Answer: Multi-layered password security:
1. Hashing (not encryption):
import hashlib
import os
def hash_password(password):
# Generate salt
salt = os.urandom(32)
# Hash password with salt
key = hashlib.pbkdf2_hmac(
'sha256',
password.encode('utf-8'),
salt,
100000 # iterations
)
# Store salt + hash
return salt + key
def verify_password(stored_password, provided_password):
salt = stored_password[:32]
stored_key = stored_password[32:]
key = hashlib.pbkdf2_hmac(
'sha256',
provided_password.encode('utf-8'),
salt,
100000
)
return key == stored_key2. Password Policy:
- Minimum length (12+ characters)
- Complexity requirements
- Password history
- Expiration (controversial)
3. Additional Security:
- Multi-factor authentication (MFA)
- Account lockout after failed attempts
- Password strength meter
- Breach detection (Have I Been Pwned API)
Never:
- Store passwords in plaintext
- Use weak hashing (MD5, SHA1)
- Hash without salt
Rarity: Very Common
Difficulty: Medium
Incident Response
10. What are the phases of incident response?
Answer: NIST Incident Response Lifecycle:
1. Preparation:
- Develop IR plan
- Train team
- Set up tools and monitoring
2. Detection & Analysis:
- Identify incidents
- Analyze scope and impact
- Prioritize response
3. Containment:
- Short-term: Isolate affected systems
- Long-term: Apply patches, rebuild systems
4. Eradication:
- Remove malware
- Close vulnerabilities
- Strengthen defenses
5. Recovery:
- Restore systems
- Monitor for reinfection
- Return to normal operations
6. Post-Incident:
- Document lessons learned
- Update procedures
- Improve defenses
Rarity: Common
Difficulty: Medium
Conclusion
Preparing for a junior security engineer interview requires understanding security fundamentals and practical skills.

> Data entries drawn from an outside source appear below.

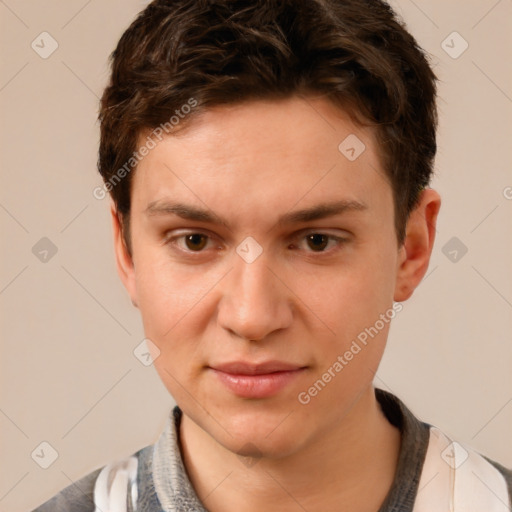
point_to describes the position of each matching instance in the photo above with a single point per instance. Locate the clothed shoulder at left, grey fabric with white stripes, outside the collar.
(94, 491)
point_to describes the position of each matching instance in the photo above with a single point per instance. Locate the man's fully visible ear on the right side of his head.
(414, 254)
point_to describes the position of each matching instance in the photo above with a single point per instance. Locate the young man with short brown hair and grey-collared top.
(269, 165)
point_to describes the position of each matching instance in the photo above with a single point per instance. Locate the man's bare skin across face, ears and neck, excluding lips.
(249, 165)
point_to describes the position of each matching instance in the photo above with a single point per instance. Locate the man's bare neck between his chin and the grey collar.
(352, 465)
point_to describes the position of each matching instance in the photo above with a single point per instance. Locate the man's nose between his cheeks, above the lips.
(254, 302)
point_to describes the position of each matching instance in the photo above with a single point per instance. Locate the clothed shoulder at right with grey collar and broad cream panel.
(436, 472)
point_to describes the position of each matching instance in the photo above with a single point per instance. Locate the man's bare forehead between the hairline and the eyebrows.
(272, 153)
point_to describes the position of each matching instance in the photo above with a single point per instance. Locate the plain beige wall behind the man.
(68, 373)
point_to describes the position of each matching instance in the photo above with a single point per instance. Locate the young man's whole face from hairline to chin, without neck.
(261, 257)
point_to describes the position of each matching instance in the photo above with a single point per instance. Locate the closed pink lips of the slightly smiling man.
(262, 380)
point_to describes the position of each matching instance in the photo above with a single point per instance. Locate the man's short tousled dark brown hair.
(356, 53)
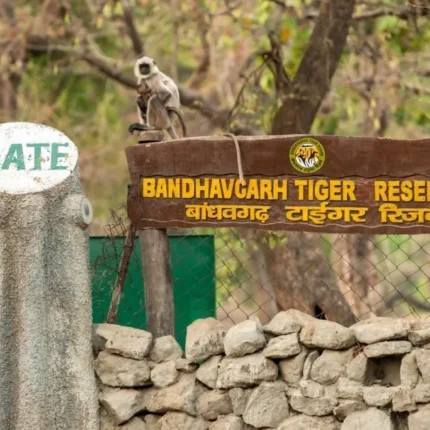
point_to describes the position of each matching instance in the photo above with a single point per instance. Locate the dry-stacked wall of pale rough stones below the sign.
(295, 373)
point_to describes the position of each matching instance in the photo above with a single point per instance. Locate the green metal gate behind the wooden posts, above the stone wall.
(193, 266)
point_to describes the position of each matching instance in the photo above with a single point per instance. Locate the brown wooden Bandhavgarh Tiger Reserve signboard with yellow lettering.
(315, 183)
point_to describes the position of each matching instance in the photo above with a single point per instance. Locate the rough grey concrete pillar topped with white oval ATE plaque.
(46, 366)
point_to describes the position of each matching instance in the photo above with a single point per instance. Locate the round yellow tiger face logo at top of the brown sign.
(307, 155)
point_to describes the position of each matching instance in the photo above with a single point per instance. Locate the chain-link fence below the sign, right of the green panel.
(371, 275)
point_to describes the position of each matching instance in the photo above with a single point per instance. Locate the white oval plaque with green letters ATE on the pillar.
(34, 157)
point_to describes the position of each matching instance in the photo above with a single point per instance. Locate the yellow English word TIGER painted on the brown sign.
(321, 190)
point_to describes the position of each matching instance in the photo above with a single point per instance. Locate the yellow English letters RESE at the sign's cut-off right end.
(402, 191)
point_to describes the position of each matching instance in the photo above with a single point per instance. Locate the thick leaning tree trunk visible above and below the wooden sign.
(301, 274)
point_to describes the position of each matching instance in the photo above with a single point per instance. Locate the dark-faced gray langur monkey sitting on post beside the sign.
(156, 112)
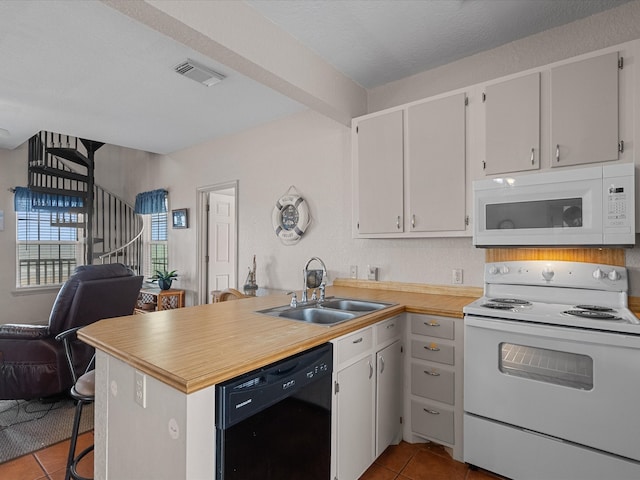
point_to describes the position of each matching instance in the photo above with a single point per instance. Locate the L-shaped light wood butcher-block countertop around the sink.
(196, 347)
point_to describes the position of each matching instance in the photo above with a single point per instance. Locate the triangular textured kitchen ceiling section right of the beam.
(376, 42)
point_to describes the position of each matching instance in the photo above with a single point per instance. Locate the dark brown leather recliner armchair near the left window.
(33, 362)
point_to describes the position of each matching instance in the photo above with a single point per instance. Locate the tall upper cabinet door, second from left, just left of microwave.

Focus on:
- Fundamentals: CIA triad, security principles
- OWASP: Common web vulnerabilities
- Vulnerability Management: Scanning, patching, prioritization
- Cryptography: Encryption, hashing, certificates
- SSL/TLS: Certificate management, common misconfigurations
- Defensive Tools: Firewalls, SIEM, IDS/IPS
- Best Practices: Secure coding, password security
- Incident Response: Detection, containment, recovery
Stay updated with security news, practice in labs, and pursue certifications (Security+, CEH). Good luck!